D’où vient l’expression "À la bonne franquette" ?

© Capture d’écran Youtube

09 oct. 2021 à 07:00Temps de lecture1 min
Par Romane Carmon

Quoi de mieux qu’un repas improvisé entre amis après une sortie au musée ou après un match de foot ? Pas de chichis et, pourquoi pas, laisser les couverts pour manger avec les doigts ? Il n’était pas prévu, voilà un vrai repas "à la bonne franquette" !

Étonnamment, cette expression ne date pas d’hier, et nous renvoie chez nos voisins français au beau milieu du XVIIe siècle.

Une rupture entre les "grands" et les "petits"

À cette époque, on se distingue par le raffinement de son comportement, avec des manières frôlant parfois la pédanterie. À l’inverse, les considérés comme "petits", issus de la plèbe, étaient connus pour vivre simplement, à mille lieues des salons et des hôtels de particuliers.

Comme l’explique l’historien français du langage, Claude Duneton, ces deux pans de la société sont référencés dans deux expressions – lexicalement proches – mais opposées par le sens : d’un côté, "à la française" signifiait "avec beaucoup d’obligeance et d’arrangement", de l’autre, "à la franquette", "franchement, tout bonnement". Cette dernière formule serait sans doute née du normanno-picard et construite sur le mot "franc" et le suffixe "-ette".

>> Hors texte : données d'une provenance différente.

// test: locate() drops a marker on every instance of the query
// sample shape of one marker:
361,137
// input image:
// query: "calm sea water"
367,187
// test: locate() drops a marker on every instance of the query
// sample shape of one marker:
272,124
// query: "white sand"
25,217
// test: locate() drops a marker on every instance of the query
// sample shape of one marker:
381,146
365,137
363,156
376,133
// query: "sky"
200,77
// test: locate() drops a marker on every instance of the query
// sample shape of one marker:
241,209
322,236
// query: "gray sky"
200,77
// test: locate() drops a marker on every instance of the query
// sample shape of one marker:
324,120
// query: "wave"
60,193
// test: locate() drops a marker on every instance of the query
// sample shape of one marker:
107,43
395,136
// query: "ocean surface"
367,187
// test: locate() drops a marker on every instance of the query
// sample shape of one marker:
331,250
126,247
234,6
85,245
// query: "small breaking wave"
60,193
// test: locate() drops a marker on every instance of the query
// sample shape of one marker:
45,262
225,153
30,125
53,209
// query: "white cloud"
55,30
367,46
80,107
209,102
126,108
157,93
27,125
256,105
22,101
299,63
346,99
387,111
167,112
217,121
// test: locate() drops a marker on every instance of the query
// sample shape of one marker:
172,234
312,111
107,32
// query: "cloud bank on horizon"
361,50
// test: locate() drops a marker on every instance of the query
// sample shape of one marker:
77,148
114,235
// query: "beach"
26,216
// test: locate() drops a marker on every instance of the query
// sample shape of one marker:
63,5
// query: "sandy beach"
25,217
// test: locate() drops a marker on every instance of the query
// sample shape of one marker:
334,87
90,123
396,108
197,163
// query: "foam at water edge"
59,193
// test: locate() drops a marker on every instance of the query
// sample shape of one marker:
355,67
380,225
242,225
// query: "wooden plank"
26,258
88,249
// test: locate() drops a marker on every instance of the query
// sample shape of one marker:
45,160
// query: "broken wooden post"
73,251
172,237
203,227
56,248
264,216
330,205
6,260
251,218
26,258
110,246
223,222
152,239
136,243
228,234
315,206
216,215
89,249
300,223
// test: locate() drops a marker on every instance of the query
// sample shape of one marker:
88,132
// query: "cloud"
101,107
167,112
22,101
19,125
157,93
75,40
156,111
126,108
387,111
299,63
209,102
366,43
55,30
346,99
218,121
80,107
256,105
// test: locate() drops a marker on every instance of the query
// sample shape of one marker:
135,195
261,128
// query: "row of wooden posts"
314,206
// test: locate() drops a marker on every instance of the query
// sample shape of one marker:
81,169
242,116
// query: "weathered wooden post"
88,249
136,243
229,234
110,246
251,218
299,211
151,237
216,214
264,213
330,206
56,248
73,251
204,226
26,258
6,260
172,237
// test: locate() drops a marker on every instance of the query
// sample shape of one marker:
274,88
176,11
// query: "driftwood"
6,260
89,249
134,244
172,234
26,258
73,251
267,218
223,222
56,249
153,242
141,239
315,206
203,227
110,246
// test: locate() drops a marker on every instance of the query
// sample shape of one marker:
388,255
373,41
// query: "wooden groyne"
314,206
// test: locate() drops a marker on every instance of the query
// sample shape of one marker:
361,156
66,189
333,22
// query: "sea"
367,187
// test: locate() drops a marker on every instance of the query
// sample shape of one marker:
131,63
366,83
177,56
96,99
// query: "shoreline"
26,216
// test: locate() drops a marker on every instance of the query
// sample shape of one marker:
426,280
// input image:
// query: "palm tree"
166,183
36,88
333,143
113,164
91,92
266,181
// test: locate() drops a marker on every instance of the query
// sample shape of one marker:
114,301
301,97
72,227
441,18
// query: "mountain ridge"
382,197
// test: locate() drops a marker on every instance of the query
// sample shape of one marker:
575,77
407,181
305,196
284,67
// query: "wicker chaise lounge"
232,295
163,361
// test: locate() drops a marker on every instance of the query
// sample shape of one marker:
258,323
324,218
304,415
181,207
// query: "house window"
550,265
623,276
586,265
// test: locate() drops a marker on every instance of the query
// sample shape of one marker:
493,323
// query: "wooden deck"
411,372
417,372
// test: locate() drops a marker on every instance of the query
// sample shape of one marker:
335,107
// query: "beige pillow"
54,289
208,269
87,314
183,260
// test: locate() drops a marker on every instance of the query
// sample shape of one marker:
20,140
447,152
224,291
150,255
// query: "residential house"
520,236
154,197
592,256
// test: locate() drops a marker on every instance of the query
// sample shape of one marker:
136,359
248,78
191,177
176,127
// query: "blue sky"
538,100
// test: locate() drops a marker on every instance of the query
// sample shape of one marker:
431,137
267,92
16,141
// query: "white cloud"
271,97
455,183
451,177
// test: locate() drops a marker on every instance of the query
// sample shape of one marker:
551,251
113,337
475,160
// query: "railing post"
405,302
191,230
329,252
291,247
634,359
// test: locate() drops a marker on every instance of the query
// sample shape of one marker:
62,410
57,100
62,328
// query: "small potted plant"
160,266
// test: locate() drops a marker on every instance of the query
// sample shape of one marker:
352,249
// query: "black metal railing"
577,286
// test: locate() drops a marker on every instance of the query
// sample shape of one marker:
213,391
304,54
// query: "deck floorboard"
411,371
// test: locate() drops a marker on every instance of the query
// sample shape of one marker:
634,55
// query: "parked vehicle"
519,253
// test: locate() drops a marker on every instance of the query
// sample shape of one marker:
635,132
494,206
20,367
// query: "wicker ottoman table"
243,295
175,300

"À la franquette" était utilisée pour inviter une personne à parler "en toute franchise", comme en témoigne l’acte II de "La Double Inconstance" (1723), comédie de Marivaux :

"Le Seigneur : J’ai dit que vous aviez l’air d’un homme ingénu, sans malice, là d’un garçon de bonne foi. Arlequin : L’air d’un innocent, pour parler à la franquette ; mais qu’est-ce que cela fait ? Moi, j’ai l’air d’un innocent ; vous, vous avez l’air d’un homme d’esprit ; eh bien, à cause de cela, faut-il s’en fier à notre air ? N’avez-vous rien dit que cela ?"

Quand la franquette devient "bonne"

Il faut attendre le XIXe siècle avant de voir apparaître l’adjectif "bonne" à la franquette. Selon Duneton, cette adjonction serait due à la concurrence avec l’expression "à la bonne foi". Progressivement, la franchise se muait en simplicité et convivialité.

"Personne ne veut vivre à cette bonne franquette, comme papa, toi et moi nous viverions" [sic] (Balzac, Correspondance, 1821).

Le sens actuel de "à la bonne franquette" – c’est-à-dire "[agir] simplement, sans embarras et sans cérémonie" a fait son apparition au XXe siècle.